De nombreux supporters se sont demandé pourquoi le milieu anglais n’a pas été expulsé en vertu de la Loi Prestianni, entrée en vigueur lors de cette Coupe du Monde et qui prévoit l’expulsion comme sanction pour un joueur qui couvre sa bouche lors d’une discussion avec un adversaire. Miguel Almirón est devenu la première victime de cette nouvelle règle, ayant été expulsé vendredi lors du Turquie - Paraguay pour avoir couvert sa bouche lors d’un affrontement avec Mert Muldur après une faute appuyée de Ismail Yuksek sur Isidro Pita.
Cependant, le contexte s’avère décisif dans les deux cas. En effet, la FIFA précise que la sanction ne doit être appliquée qu’en cas de confrontation. Dans le cas de Bellingham, le milieu du Real Madrid semble simplement échanger de façon naturelle avec Jordan Ayew, ou du moins c’est ainsi que l’arbitre a interprété la situation, ce qui explique l’absence d’avertissement pour le Britannique.

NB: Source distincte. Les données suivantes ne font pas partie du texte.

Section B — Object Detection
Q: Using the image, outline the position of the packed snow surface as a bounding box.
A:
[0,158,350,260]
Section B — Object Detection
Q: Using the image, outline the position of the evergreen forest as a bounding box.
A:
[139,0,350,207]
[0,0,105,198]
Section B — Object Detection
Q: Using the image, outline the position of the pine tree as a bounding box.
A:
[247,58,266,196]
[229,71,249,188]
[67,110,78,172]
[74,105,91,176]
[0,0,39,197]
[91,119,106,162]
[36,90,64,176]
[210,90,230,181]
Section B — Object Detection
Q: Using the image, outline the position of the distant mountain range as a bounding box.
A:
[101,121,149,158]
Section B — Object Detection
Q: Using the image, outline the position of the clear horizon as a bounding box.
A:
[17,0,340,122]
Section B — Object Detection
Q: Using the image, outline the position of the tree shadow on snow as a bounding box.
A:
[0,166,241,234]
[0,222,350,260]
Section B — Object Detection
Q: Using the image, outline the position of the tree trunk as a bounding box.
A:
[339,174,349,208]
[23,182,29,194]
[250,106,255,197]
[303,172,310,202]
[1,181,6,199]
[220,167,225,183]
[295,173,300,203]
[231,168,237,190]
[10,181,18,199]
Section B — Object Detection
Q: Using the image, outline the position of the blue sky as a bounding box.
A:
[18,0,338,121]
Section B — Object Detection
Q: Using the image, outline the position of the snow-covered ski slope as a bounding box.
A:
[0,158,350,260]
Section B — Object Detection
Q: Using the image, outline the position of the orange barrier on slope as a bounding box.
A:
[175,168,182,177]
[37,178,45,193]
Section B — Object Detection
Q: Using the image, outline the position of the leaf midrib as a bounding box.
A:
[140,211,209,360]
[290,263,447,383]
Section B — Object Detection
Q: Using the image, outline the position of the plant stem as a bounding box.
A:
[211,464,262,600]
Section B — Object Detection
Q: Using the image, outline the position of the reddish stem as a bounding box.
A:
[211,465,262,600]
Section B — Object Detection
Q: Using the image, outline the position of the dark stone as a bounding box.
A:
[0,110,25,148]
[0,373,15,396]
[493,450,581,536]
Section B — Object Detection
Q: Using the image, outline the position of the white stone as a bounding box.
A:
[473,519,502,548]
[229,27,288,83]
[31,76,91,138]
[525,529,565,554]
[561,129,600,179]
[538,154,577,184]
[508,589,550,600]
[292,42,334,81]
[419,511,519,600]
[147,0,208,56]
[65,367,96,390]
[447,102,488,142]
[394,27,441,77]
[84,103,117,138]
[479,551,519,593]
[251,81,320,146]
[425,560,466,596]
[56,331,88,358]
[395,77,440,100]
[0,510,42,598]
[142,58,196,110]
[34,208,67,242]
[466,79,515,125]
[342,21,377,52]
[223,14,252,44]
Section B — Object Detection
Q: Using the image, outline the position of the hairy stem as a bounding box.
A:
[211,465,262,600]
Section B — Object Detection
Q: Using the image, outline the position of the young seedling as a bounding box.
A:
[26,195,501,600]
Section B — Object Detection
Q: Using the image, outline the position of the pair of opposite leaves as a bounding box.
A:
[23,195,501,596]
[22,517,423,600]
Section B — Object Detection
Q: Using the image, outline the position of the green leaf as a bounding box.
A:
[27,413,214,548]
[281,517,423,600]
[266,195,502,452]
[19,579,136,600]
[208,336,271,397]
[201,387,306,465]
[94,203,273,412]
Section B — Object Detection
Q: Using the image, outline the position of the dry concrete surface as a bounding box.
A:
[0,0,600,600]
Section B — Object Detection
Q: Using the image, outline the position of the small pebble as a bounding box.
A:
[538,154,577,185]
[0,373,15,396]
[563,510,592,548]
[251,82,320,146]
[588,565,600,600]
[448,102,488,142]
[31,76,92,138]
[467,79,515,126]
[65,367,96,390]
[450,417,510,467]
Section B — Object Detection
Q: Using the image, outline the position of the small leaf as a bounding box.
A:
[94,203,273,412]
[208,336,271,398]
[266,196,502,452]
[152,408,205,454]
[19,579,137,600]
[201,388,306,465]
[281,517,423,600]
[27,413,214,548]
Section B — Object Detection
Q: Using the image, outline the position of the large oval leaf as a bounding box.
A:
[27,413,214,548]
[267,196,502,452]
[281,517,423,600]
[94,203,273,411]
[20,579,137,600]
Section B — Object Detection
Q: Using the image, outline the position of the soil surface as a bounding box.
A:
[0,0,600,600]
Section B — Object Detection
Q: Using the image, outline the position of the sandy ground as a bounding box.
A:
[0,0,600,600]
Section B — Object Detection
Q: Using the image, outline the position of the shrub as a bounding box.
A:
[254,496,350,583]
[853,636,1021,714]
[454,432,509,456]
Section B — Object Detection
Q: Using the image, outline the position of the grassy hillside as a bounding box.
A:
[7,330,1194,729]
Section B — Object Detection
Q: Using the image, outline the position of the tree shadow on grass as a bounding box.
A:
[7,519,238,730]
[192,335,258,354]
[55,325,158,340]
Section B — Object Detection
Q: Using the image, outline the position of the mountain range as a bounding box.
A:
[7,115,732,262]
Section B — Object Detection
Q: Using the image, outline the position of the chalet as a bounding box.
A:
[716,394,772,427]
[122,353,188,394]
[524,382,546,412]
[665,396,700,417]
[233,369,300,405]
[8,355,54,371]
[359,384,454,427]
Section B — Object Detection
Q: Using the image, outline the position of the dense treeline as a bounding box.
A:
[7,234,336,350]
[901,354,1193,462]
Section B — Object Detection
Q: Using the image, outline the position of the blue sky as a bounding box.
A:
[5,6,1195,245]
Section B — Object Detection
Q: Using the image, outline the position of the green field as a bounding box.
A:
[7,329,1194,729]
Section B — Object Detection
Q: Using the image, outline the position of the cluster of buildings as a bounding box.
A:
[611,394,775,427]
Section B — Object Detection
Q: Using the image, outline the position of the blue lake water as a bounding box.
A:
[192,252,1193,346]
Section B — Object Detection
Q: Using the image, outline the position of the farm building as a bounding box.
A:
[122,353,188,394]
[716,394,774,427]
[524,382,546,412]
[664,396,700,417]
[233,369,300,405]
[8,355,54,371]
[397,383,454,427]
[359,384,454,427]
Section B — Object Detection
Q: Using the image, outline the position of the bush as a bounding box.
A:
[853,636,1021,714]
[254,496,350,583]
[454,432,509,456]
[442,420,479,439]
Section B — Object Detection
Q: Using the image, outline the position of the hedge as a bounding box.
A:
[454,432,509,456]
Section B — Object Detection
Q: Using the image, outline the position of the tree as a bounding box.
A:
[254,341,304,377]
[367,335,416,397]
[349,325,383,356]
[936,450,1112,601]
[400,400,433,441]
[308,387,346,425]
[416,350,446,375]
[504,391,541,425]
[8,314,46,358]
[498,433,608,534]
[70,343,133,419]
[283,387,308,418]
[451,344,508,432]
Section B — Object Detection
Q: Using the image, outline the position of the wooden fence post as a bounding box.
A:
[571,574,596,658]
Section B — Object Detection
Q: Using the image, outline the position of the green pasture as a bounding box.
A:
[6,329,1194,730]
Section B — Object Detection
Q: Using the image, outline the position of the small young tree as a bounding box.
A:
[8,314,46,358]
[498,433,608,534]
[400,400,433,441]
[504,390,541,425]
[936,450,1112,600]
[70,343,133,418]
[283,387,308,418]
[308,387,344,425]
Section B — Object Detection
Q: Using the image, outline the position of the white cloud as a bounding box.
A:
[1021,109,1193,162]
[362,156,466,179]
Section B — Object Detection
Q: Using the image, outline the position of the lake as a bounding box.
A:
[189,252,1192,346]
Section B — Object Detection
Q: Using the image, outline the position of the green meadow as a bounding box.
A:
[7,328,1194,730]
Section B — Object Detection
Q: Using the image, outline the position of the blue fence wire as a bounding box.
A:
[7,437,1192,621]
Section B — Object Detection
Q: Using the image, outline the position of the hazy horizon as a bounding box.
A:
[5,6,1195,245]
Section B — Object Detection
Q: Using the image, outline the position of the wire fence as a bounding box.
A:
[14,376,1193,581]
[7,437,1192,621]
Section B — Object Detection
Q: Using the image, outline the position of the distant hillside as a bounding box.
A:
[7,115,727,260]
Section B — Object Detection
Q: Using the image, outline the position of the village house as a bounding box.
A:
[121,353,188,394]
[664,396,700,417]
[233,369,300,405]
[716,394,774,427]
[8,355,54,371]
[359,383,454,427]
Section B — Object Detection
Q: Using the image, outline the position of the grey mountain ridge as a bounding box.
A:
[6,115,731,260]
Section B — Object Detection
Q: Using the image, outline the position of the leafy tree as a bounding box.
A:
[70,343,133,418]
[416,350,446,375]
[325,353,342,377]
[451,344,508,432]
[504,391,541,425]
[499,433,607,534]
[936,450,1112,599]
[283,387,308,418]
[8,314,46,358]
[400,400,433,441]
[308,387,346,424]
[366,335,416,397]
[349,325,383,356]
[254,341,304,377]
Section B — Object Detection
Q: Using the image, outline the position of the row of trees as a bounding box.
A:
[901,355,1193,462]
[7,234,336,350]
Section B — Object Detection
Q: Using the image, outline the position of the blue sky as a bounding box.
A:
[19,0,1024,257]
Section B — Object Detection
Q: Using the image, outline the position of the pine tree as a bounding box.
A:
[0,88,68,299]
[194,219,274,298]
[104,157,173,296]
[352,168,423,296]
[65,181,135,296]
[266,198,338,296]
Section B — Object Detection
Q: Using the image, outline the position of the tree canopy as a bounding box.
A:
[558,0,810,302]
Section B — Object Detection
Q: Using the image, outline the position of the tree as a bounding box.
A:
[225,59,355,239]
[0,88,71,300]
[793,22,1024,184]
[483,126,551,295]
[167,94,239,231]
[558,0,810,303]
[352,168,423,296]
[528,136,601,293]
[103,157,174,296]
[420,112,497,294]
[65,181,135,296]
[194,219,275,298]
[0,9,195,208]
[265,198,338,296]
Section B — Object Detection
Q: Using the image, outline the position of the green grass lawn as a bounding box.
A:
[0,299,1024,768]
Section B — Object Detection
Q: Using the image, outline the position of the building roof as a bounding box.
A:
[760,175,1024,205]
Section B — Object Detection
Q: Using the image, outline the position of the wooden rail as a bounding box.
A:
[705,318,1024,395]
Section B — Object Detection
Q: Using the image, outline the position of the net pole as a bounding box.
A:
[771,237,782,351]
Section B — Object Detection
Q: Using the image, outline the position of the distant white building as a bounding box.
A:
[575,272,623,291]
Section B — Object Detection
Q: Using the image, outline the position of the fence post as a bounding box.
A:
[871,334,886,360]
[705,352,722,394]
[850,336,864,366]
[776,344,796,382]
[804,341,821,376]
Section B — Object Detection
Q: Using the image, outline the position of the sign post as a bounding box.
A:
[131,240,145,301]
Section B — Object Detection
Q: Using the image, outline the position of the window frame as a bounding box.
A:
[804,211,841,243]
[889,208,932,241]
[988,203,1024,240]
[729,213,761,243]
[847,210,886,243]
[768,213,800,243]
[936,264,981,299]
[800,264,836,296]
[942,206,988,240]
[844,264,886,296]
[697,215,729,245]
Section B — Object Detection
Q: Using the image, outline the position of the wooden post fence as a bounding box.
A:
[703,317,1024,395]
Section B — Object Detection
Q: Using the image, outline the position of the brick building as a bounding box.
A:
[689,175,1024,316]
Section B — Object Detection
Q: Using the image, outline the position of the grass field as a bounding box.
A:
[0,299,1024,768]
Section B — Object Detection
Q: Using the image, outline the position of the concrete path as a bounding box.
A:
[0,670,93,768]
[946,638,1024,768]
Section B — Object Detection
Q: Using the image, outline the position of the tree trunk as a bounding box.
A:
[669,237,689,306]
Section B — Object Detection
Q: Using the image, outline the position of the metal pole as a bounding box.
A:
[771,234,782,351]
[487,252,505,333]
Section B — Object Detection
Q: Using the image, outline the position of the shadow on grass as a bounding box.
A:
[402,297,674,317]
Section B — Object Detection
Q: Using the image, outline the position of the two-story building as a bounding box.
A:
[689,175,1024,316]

"Si la conversation est amicale, ils peuvent continuer à parler la bouche couverte, sans problème. En cas de confrontation, couvrir la bouche signifie potentiellement que tu fais quelque chose de mal et la sanction doit être un carton rouge", a expliqué Pierluigi Collina, responsable de l’arbitrage mondial, à la BBC.
Affaire Prestianni
Pour rappel, cette loi est née après l’incident entre Gianluca Prestianni et Vinícius Júnior, lors du match aller des barrages de la Ligue des champions entre Benfica et le Real Madrid. Après le but de l’international brésilien, l’Argentin s’est couvert la bouche et a insulté son adversaire.
Vinícius Júnior a signalé à l’arbitre des propos racistes, Mbappé a accusé Prestianni d’avoir traité Vini de mono (singe) à plusieurs reprises, tandis que le joueur de Benfica a nié cette intention. Il a finalement été suspendu six matchs pour insultes, mais d’ordre homophobe.
Comme les propos n’ont pas pu être prouvés, la FIFA a décidé d’appliquer cette règle afin de "promouvoir le respect et encourager les joueurs à montrer l’exemple".